Depuis la victoire de Donald Trump à l’élection présidentielle américaine se pose la question des droits des femmes, car avec l’arrivée du candidat républicain à la Maison Blanche, l’espoir des pro choice de restaurer le droit à l’avortement de façon homogène à travers le pays fond comme neige au soleil. Au-delà de cette question cruciale qui touche à la liberté individuelle –celle de disposer de son corps–, le duel pour les présidentielles a aussi viré à la guerre des sexes, entre masculinistes et féministes, avec pour enjeu, côté républicain, de faire barrage à une femme à la tête du pays.
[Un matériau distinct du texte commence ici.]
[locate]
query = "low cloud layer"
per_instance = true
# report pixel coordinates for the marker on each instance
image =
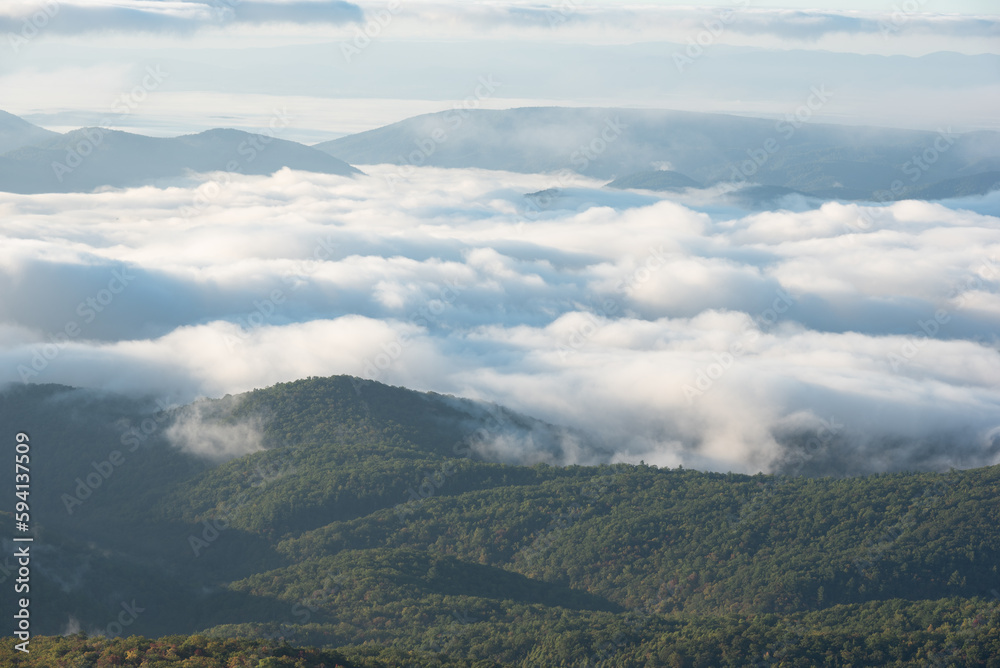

Pour les partisanes de Kamala Harris, cette défaite a un goût particulièrement amer, au point qu’elles sont de plus en plus nombreuses à avoir pris une décision radicale: vivre dans un monde sans hommes, en rejoignant le mouvement des 4B. Né en Corée du Sud, où les inégalités entre hommes et femmes plombent la société, et où le sexisme fait rage, ce mouvement féministe radical –dont le nom est l’abréviation de quatre mots qui commencent par «bi» en coréen-, prône quatre grands principes fédérateurs d’une nouvelle vie pour les femmes: pas de couple hétéro, pas de mariage, pas de grossesse, pas de sexe.
Pour être une femme heureuse, il faudrait donc bannir les hommes de nos vies. C’est ce que pensent désormais de plus en plus de femmes américaines qui illustrent sur les réseaux sociaux leur nouvelle conception de la vie, quitte à verser un peu plus dans la misandrie. Parmi les conseils donnés aux femmes qui veulent rejoindre le 4B Movement, prendre des cours de self défense, supprimer leurs profils sur les applications de rencontre, arrêter de parler aux hommes, et surtout, investir dans un sex toy. Sur X, un tweet devenu viral et vu plus de 17 millions de fois encourage ainsi les femmes à «fermer leurs utérus aux hommes», car «cette élection prouve plus que jamais qu’ils nous détestent et nous détestent fièrement». L’idée est donc de ne pas les «récompenser» en leur barrant l’accès à notre intimité et en faisant barrage à la procréation.
Pour être sûres de rompre tout contact avec la gente masculine, l’un des mots d’ordre est aussi de se raser la tête pour ne plus plaire. Une consigne qui n’a pas été du goût de toutes et a suscité la colère des… femmes chauves. En effet, celles qui souffrent d’un cancer ou d’une alopécie ont exprimé leur mécontentement sur les réseaux sociaux, n’acceptant pas que l’on associe la perte de cheveux à la fin de la féminité et de la séduction.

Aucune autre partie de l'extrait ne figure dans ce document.